Down Payment Requirements
Many conventional mortgages require 20% down. FHA mortgage applicants may qualify for down payments as low as 3.5% -- the minimum amount required. However, your down payment hinges on your credit score, and increases as your score decreases. You can pay your down payment from your savings, but it can also be a financial gift from a family member. You can also receive down payment assistance from government grants or city, county or state housing authorities or nonprofit organizations.
Your total closing costs vary based on your state of residence, size of your loan and whether you paid points to lower your interest rate. However, FHA-approved lenders aren’t allowed to charge more than 3% to 5% of your loan amount for closing costs. FHA requirements define which closing costs are allowable and the amounts deemed reasonable. The FHA also allows the home seller, builder and/or lender to pay some of your closing costs.
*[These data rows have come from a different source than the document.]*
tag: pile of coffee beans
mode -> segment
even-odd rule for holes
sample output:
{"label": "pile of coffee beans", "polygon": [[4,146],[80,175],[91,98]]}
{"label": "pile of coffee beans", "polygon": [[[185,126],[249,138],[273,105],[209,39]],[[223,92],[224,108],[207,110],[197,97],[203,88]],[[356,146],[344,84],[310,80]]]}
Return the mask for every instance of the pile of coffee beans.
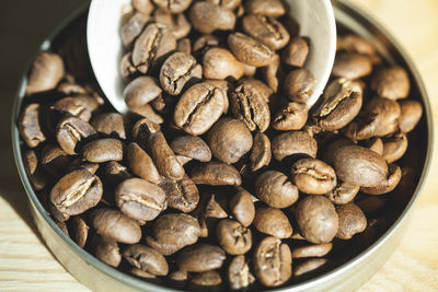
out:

Mortgage Insurance Requirements
Because FHA loans require less than 20% down, you’re required to pay mortgage insurance. This insurance protects lenders from loan defaults. The FHA requires both upfront and annual mortgage insurance, regardless of the amount of your down payment.
Upfront mortgage insurance is a percentage of your loan amount and one-time premium paid when you close on your loan. However, you’re allowed to roll your upfront premium into your mortgage, which increases your monthly payment.
Annual mortgage insurance is also a percentage of your loan amount, but this percentage varies based on loan amount, loan term (length of loan repayment, usually 15 or 30 years) and initial loan-to-value ratio (loan amount divided by the appraised value of the home). Annual insurance is actually charged monthly, so the total amount is divided by 12 to determine your monthly payment. This amount is added to your mortgage payment for one total payment each month.
If your loan-to-value amount was greater than 90% when you signed your loan, you’re required to pay annual mortgage insurance the entire loan term. If your loan-to-value was less than 90%, you pay mortgage insurance for the loan term or 11 years, whichever comes first.
The FHA adjusts its loan limits annually to set a minimum and maximum amount they will lend on any given loan. These limits are influenced by shifting home prices and conventional loan limits. Maximum loan amounts are usually slightly higher than median home prices in a specified area. Thus, the amount can vary from state to state and even county to county. Cost of living in a specific area and special exceptions for areas with higher home construction costs can also affect these limits.